How agents create new attack surfaces
A language model that generates text creates a risk of bad outputs. An agent that acts on the world — writing files, calling APIs, sending messages, querying databases — creates a risk of bad actions. The attack surface expands in two directions: inbound (inputs the agent processes can contain adversarial instructions) and outbound (actions the agent takes can affect systems beyond its intended scope). Prompt injection is the primary inbound threat: attacker-controlled content in the agent's context — a malicious document, a crafted web page, an instruction embedded in a retrieved record — can redirect the agent's behavior. Outbound risk is proportional to the set of tools the agent can call and the permissions attached to those tools.
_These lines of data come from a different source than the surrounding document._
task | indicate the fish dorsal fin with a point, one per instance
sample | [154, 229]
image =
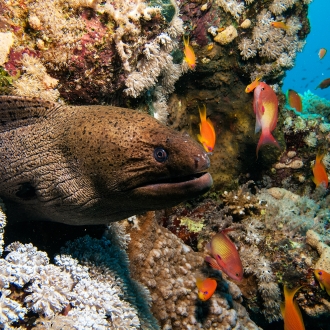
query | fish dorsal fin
[18, 111]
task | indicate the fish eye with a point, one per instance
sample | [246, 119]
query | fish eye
[160, 155]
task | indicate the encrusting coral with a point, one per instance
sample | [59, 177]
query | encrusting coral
[91, 286]
[89, 50]
[168, 268]
[97, 292]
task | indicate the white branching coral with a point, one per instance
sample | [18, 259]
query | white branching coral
[10, 310]
[258, 265]
[3, 221]
[277, 46]
[50, 291]
[279, 6]
[35, 82]
[247, 48]
[23, 262]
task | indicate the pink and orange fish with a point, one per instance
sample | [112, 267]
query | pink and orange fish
[294, 100]
[249, 88]
[324, 279]
[206, 288]
[224, 255]
[280, 25]
[290, 311]
[319, 171]
[207, 132]
[265, 105]
[322, 53]
[189, 54]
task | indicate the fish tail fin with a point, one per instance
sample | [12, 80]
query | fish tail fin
[282, 307]
[199, 283]
[186, 40]
[266, 137]
[212, 262]
[200, 138]
[319, 156]
[289, 293]
[202, 113]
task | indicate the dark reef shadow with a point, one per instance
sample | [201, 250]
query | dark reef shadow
[48, 236]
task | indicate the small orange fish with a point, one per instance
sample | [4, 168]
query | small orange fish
[290, 311]
[324, 279]
[322, 53]
[189, 53]
[294, 100]
[265, 105]
[280, 25]
[324, 84]
[320, 174]
[225, 256]
[253, 85]
[206, 288]
[207, 132]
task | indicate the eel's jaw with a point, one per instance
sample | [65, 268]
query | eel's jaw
[172, 193]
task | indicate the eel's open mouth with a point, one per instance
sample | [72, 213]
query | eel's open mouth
[179, 188]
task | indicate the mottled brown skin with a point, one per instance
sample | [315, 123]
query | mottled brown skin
[92, 164]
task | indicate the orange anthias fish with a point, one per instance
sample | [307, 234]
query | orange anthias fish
[324, 279]
[225, 256]
[322, 53]
[290, 311]
[206, 288]
[280, 25]
[189, 54]
[207, 132]
[265, 105]
[320, 174]
[252, 86]
[324, 84]
[294, 100]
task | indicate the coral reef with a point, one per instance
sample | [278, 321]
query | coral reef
[93, 50]
[95, 292]
[270, 234]
[168, 268]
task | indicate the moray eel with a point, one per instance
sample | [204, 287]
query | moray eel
[82, 165]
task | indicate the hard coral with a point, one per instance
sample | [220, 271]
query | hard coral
[167, 267]
[93, 47]
[241, 201]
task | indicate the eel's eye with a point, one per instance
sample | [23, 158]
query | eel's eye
[160, 155]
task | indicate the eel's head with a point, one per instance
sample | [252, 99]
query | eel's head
[138, 164]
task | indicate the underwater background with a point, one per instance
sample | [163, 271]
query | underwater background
[183, 67]
[309, 70]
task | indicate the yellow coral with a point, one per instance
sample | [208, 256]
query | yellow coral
[226, 36]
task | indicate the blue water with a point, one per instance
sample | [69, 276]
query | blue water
[309, 70]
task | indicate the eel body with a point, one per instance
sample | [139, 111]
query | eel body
[83, 165]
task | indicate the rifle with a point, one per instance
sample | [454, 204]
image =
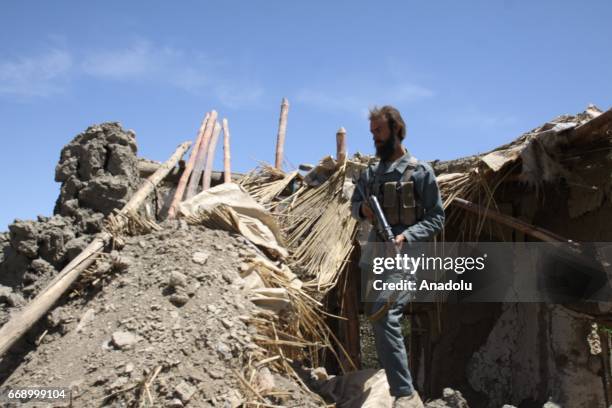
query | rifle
[386, 233]
[382, 225]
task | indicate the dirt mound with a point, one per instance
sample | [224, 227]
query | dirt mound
[98, 171]
[176, 308]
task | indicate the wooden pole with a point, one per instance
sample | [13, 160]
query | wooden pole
[227, 169]
[536, 232]
[341, 146]
[21, 322]
[282, 131]
[210, 156]
[180, 189]
[196, 175]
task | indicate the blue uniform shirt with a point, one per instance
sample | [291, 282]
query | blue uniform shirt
[427, 194]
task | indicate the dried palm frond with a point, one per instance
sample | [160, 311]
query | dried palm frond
[266, 183]
[320, 231]
[298, 333]
[130, 223]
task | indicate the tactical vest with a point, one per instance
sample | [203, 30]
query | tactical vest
[397, 198]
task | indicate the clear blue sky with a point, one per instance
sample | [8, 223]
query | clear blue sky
[467, 76]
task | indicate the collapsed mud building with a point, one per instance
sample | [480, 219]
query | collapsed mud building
[172, 284]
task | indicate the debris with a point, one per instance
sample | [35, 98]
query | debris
[200, 257]
[282, 131]
[87, 318]
[185, 391]
[177, 280]
[124, 340]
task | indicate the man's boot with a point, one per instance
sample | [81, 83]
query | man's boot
[410, 401]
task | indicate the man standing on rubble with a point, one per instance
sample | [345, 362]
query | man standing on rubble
[401, 178]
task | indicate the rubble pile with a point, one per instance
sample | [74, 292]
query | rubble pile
[178, 308]
[98, 173]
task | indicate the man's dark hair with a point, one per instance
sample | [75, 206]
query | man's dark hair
[393, 118]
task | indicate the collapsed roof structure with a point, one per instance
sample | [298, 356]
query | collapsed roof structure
[551, 184]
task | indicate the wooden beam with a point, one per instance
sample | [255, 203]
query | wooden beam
[341, 146]
[200, 161]
[529, 229]
[182, 184]
[210, 156]
[21, 322]
[227, 167]
[282, 131]
[145, 169]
Core security controls for agents
Least-privilege access limits what tools the agent can call and what data it can reach to the minimum required for its defined task. Sandboxing isolates tool execution so that a compromised tool call cannot escalate privileges or escape the defined scope. Input validation screens content that enters the agent's context for injection patterns before the model processes it. Output validation checks what the agent is about to do before execution — flagging actions outside authorized parameters. Audit logging records every tool call and its arguments so the full sequence of agent actions can be reconstructed after the fact. None of these controls is sufficient alone; effective agent security requires all five working together.
Security considerations in multi-agent systems
When agents invoke other agents, trust boundaries become critical. A compromised sub-agent can pass malicious instructions back to the orchestrator, or an orchestrator with broad permissions can be weaponized by a sub-agent that has been prompt-injected. Each agent in a multi-agent system should have its own permission scope and should not inherit the calling agent's full authorization. Messages between agents should be treated with the same skepticism as messages from external sources — trust must be established by the system design, not assumed from the fact that the message came from another agent in the same system.